To investigate the distribution of myr 8 mRNA expression, total RNA was prepared from multiple neural and non-neural tissues at postnatal day 10 and processed for Northern blot analysis using probe 2, which is directed to a sequence in common to both myr 8a and myr 8b, and with probe 4, which is directed toward a sequence unique to the C-terminal tail domain of myr 8b (Fig.5 E,F). For both probes, a prominent hybridization signal located at ∼7.2 kb was observed in multiple regions of the CNS and to a lesser extent in adrenal and in cardiac and skeletal muscle. These data suggest that myr 8b is expressed predominantly in the nervous system. No signal was detected in other peripheral tissues. A weaker signal located at ∼9.2 kb, which was restricted to regions of the CNS, was identified only for analyses performed using total RNA. We have not performed analyses to evaluate this additional message.

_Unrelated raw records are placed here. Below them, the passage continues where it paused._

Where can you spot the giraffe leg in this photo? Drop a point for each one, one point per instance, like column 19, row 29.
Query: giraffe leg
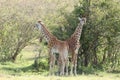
column 52, row 64
column 62, row 67
column 72, row 64
column 67, row 63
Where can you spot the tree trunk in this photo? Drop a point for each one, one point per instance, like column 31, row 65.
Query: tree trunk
column 15, row 54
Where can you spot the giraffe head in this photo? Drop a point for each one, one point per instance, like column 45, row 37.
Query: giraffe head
column 82, row 20
column 38, row 25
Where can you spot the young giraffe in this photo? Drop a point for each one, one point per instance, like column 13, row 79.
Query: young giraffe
column 55, row 46
column 74, row 44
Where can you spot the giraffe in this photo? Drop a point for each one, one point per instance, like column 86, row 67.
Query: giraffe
column 74, row 44
column 55, row 46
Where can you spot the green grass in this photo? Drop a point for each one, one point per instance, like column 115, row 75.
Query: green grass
column 22, row 69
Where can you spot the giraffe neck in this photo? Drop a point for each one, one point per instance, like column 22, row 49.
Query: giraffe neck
column 77, row 34
column 47, row 35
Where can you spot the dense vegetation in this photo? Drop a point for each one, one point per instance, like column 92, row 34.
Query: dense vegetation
column 100, row 40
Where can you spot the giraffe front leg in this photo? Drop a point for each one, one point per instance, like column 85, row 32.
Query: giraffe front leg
column 67, row 63
column 71, row 65
column 75, row 65
column 52, row 64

Myr 8b protein is the principal isoform expressed in neural and non-neural tissues
To investigate the distribution of myr 8b protein, polyclonal antibodies were raised against a peptide sequence specific to the C-terminal tail domain of myr 8b (amino acids 1763–1785) as well as to a recombinant fusion protein corresponding to amino acids 2–52 that comprises the N-terminal region located upstream of the ankyrin repeats domain in common with both myr 8a and 8b proteins. Antibodies were affinity purified and used for indirect immunofluorescence and immunoblot analyses. To identify the antigen(s) recognized by the developed antibodies, a cytoskeletal/membrane fraction was prepared from type 1 astrocytes and postnatal day 10 cerebellum, and polypeptides resolved by SDS-PAGE were processed for immunoblot analyses. Antibodies directed against either the N-terminal amino acids 2–52 (Fig. 6 A) or the C-terminal tail domain of myr 8b (Fig. 6 B) detected a single broad band that migrated with an apparent molecular mass of ∼210 kDa. The apparent molecular mass of the detected antigen approximates that deduced from the primary sequence of myr 8b, i.e., 210,557 Da. Because antibodies directed to either the N terminus of myr 8b or to the C-terminal tail domain of myr 8b both recognize the identical antigen of ∼210 kDa, these data demonstrate convincingly that the N-terminal ankyrin repeats domain contributes to the N-terminal extension of the myr 8b protein. On overexposed films, antibodies directed against the N-terminal amino acids 2–52, but not those antibodies directed toward the C-terminal domain of myr 8b, also detect minor bands having apparent molecular masses of ∼145 kDa, which approximates that molecular mass deduced from the primary sequence of myr 8a, and ∼170 kDa, an antigen that we have not characterized further (Fig. 6 C).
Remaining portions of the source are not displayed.